和歌山を拠点にニットを生産するテキスタイルメーカーのエイガールズが好調だ。2019年3月期の売上高は前期比13%増の22億円だった。売り上げ増を後押ししたのは、インドの超長綿スビン綿をベースにした同社の代表的素材“ロータス(LOTUS)”シリーズだ。売り上げの約3~4割を占めるヒット素材で、国内向けはもちろん、海外の人気ラグジュアリーブランドがこぞってTシャツなどの定番品に用いている。「定番品に用いられているため、毎シーズン必ず買い付けがある」と山下装子取締役兼新規事業・広報室長は言い、尾崎孝夫取締役兼企画部部長は「糸も編み機もほかにはない組織を設計している」と胸を張る。
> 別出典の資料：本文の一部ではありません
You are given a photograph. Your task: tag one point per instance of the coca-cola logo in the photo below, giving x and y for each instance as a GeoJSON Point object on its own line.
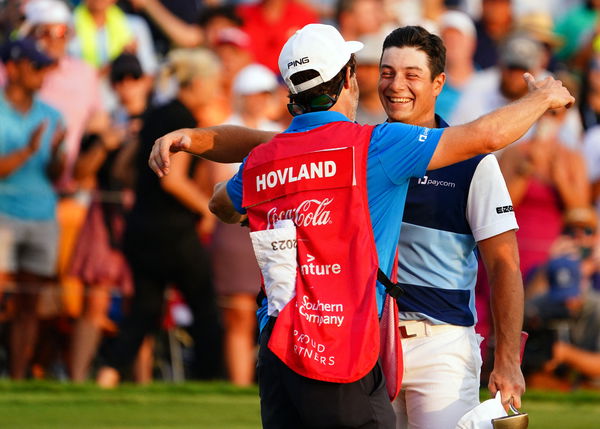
{"type": "Point", "coordinates": [308, 213]}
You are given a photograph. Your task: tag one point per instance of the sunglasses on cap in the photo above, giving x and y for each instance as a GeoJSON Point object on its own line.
{"type": "Point", "coordinates": [121, 76]}
{"type": "Point", "coordinates": [317, 104]}
{"type": "Point", "coordinates": [53, 32]}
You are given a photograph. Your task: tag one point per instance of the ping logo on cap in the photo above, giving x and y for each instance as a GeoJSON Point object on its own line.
{"type": "Point", "coordinates": [303, 60]}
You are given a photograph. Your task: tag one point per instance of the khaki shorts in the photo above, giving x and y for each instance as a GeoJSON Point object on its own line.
{"type": "Point", "coordinates": [28, 246]}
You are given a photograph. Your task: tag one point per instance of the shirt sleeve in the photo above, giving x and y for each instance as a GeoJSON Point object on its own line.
{"type": "Point", "coordinates": [591, 153]}
{"type": "Point", "coordinates": [489, 207]}
{"type": "Point", "coordinates": [404, 150]}
{"type": "Point", "coordinates": [235, 189]}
“ロータス”は、「インドのハスの花(ロータス)の凛とした美しさと、インド綿の最高傑作であるスビン綿からインスパイアされた」(尾崎取締役)という素材で、スビン綿は、一本一本の繊維がどの品種よりも長く細いことで知られ、しなやかでやわらかい風合いを生む。原綿は程よい天然油脂分を含んでいるため、シルクのような光沢がある。最盛期には6000トンの生産があったが、現在ではわずか300トンしか生産されず、その希少で風合いのよい綿の特性を生かすために、甘撚りにした糸を用いて独特の編み設計にしている。
同社は2017年、世界最高峰の素材見本市として知られる「プルミエール・ヴィジョン(Premiere Vision以下、PV)」が主催する「PVアワード」でグランプリを受賞するなど、日本を代表するクリエイティブなテキスタイルメーカーとして知られる。